X_train 和 Y_train组成训练数据集。我们使用真实的图片进行测验。

你还可以通过使用scikit- learn将训练数据拆分为训练和验证集,从而生成验证集(这就是如何避免在已经看到的图像上测试模型)。下面是Python代码。

#split the train-set as validation and test set
from sklearn.model_selectionimport train_test_split
X_train_set,X_validation_set,Y_train_set,Y_validation_set= train_test_split( X_train, Y_train, test_size=0.02, random_state=42)

MXNet的图像维度顺序类似于Theano,使用的格式是3X32X32。通道的数量是第一维度,其次是图像的高度和宽度。TensorFlow使用了32X32X3的图像维度排序。颜色频道是最后的。如果你从TensorFlow切换到MXNet,那么关于维度排序的讨论可能会有所帮助。下面是将图像的排序转换为MXNet的3X32X32格式的帮助函数,从32X32X3开始:

#change the image dimensioning from 32 X 32 X 3 to 3 X 32 X 32 for train
X_train_reshape= np.transpose(X_train, (0,3,1,2))
plt.imshow(X_train_reshape[0].transpose((1,2,0)))
print(X_train_reshape.shape)


#change the image dimensioning from 32 X 32 X 3 to 3 X 32 X 32 for validation
X_valid_reshape= np.transpose(X_valid, (0,3,1,2))
plt.imshow(X_valid_reshape[1].transpose((1,2,0)))
print(X_valid_reshape.shape)

构建deepnet

现在,我们准备的数据集已经足够了,让我们来编码神经网络。你会注意到一些被注释的行;我把这些作为开发过程中的工件——迭代和实验是构建一个成功的深度学习模型的最有效的方法。建立神经网络在历史上是一种黑人艺术;虽然你可能会尝试解决特定的问题,但对于像图像识别这样经过充分研究的问题,应尽力实现已经发布的体系结构,并证明其性能。在这里,我们将建立一个基于卷积神经网络的简化版的AlexNet架构。

由于MXNet的符号API,神经代码简洁明了。

data= mx.symbol.Variable('data')
conv1= mx.sym.Convolution(data=data, pad=(1,1), kernel=(3,3), num_filter=24, name="conv1")
relu1= mx.sym.Activation(data=conv1, act_type="relu", name= "relu1")
pool1= mx.sym.Pooling(data=relu1, pool_type="max", kernel=(2,2), stride=(2,2),name="max_pool1")
# second conv layer
conv2= mx.sym.Convolution(data=pool1, kernel=(3,3), num_filter=48, name="conv2", pad=(1,1))
relu2= mx.sym.Activation(data=conv2, act_type="relu", name="relu2")
pool2= mx.sym.Pooling(data=relu2, pool_type="max", kernel=(2,2), stride=(2,2),name="max_pool2")

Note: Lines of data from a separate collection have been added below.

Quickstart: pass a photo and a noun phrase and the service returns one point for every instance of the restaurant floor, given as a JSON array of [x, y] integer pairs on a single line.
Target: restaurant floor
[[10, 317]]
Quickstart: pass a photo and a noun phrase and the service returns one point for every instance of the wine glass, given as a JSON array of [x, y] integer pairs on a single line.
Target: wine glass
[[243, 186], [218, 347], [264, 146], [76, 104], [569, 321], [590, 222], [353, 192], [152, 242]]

conv3= mx.sym.Convolution(data=pool2, kernel=(5,5), num_filter=64, name="conv3")
relu3= mx.sym.Activation(data=conv3, act_type="relu", name="relu3")
pool3= mx.sym.Pooling(data=relu3, pool_type="max", kernel=(2,2), stride=(2,2),name="max_pool3")

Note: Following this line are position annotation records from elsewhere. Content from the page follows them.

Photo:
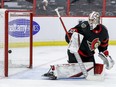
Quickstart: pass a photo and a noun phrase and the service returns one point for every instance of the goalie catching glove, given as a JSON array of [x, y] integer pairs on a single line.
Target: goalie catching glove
[[108, 61]]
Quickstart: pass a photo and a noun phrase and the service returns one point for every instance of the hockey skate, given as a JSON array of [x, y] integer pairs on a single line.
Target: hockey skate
[[50, 75]]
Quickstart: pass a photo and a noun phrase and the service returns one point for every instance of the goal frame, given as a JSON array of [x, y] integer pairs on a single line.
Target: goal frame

#conv4 = mx.sym.Convolution(data=conv3, kernel=(5,5), num_filter=64, name="conv4")
#relu4 = mx.sym.Activation(data=conv4, act_type="relu", name="relu4")
#pool4 = mx.sym.Pooling(data=relu4, pool_type="max", kernel=(2,2), stride=(2,2),name="max_pool4")

# first fullc layer
flatten= mx.sym.Flatten(data=pool3)
fc1= mx.symbol.FullyConnected(data=flatten, num_hidden=500, name="fc1")
relu3= mx.sym.Activation(data=fc1, act_type="relu" , name="relu3")
# second fullc
fc2= mx.sym.FullyConnected(data=relu3, num_hidden=43,name="final_fc")
# softmax loss
mynet= mx.sym.SoftmaxOutput(data=fc2, name='softmax')

稍微分解一下代码。首先,它创建一个数据层(输入层),这实际上在训练时保存数据集:

data= mx.symbol.Variable('data')

conv1层在图像上执行卷积算子,与数据层相连:

conv1= mx.sym.Convolution(data=data, pad=(1,1), kernel=(3,3), num_filter=24, name="conv1")

在输入端,relu2层执行非线性激活,与卷积1层连接:

relu2= mx.sym.Activation(data=conv2, act_type="relu", name="relu2")

在上一层的输出(relu2)上,最大池层执行池操作(删除一些像素和减小图像尺寸)。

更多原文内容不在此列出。